Infatti, - rimarca Gimbe “se da un lato la cosiddetta “intelligenza cristallizzata”, ovvero la capacità di utilizzare rapidamente conoscenze, abilità ed esperienze acquisite, aumenta dai 40 ai 70 anni, dall’altro l’“intelligenza fluida”, che include bisogno di aggiornamento, velocità di elaborazione dei dati e risoluzione di scenari clinici e problemi insoliti, inizia a declinare molto lentamente a partire dai 40 anni, per ridursi drasticamente dopo i 60-65 anni.

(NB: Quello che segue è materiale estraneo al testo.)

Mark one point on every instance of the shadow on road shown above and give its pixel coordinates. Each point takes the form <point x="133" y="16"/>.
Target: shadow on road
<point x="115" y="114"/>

Infine, accanto al fisiologico declino cognitivo, gli studi epidemiologici documentano che la malattia di Alzheimer in fase precoce, le patologie cerebro-vascolari silenti ed altre condizioni asintomatiche compromettono un numero sempre crescente di persone, medici inclusi, limitando la consapevolezza dei loro limiti cognitivi”.
 
“Di conseguenza – continua il Presidente – se da un lato va dato atto a Governo e Regioni di aver finalmente messo nero su bianco diverse misure integrate per affrontare la gravissima carenza di personale sanitario, dall’altro questa contromisura d’emergenza richiederebbe una valutazione psico-fisica standardizzata dei medici che intendono avvalersene, al fine di minimizzare i rischi per i pazienti, aumentare la sicurezza delle cure e ridurre il potenziale contenzioso medico-legale”.  “Peraltro – prosegue la Fondazione in una nota - , mentre in Italia la politica è pronta a sdoganare la permanenza dei medici in corsia sino al compimento dei 70 anni, il prestigioso Journal of American Medical Association (JAMA) nel fascicolo del 14 gennaio dedica ben 4 articoli su opportunità e sfide di valutare i medici anziani, sulla loro responsabilità nel mantenere la competence professionale con l’avanzare degli anni, sui risultati dell’utilizzo di una batteria di test neurocognitivi e, soprattutto, sulle best practice che tutti i sistemi sanitari dovrebbero utilizzare per valutare la competence professionale dei medici che hanno superato una certa età”.
 
“Considerato che la sicurezza dei pazienti e la qualità delle cure vengono prima di tutto – conclude Cartabellotta – la Fondazione GIMBE chiede al Ministro Speranza di inserire nell’emendamento al Milleproroghe l’obbligo di una procedura nazionale standardizzata per valutare le performance fisiche e cognitive dei medici che offriranno la loro disponibilità a rimanere in corsia sino a 70 anni, oltre ad un potenziamento del monitoraggio degli eventi sentinella nelle strutture in cui lavoreranno questi professionisti. Esattamente come accade per i piloti che, per garantire la sicurezza dei voli, devono sottoporsi a visita medica almeno una volta l'anno, dopo i 60 anni devono farlo ogni sei mesi e a 65 anni devono improrogabilmente appendere la cloche al chiodo”.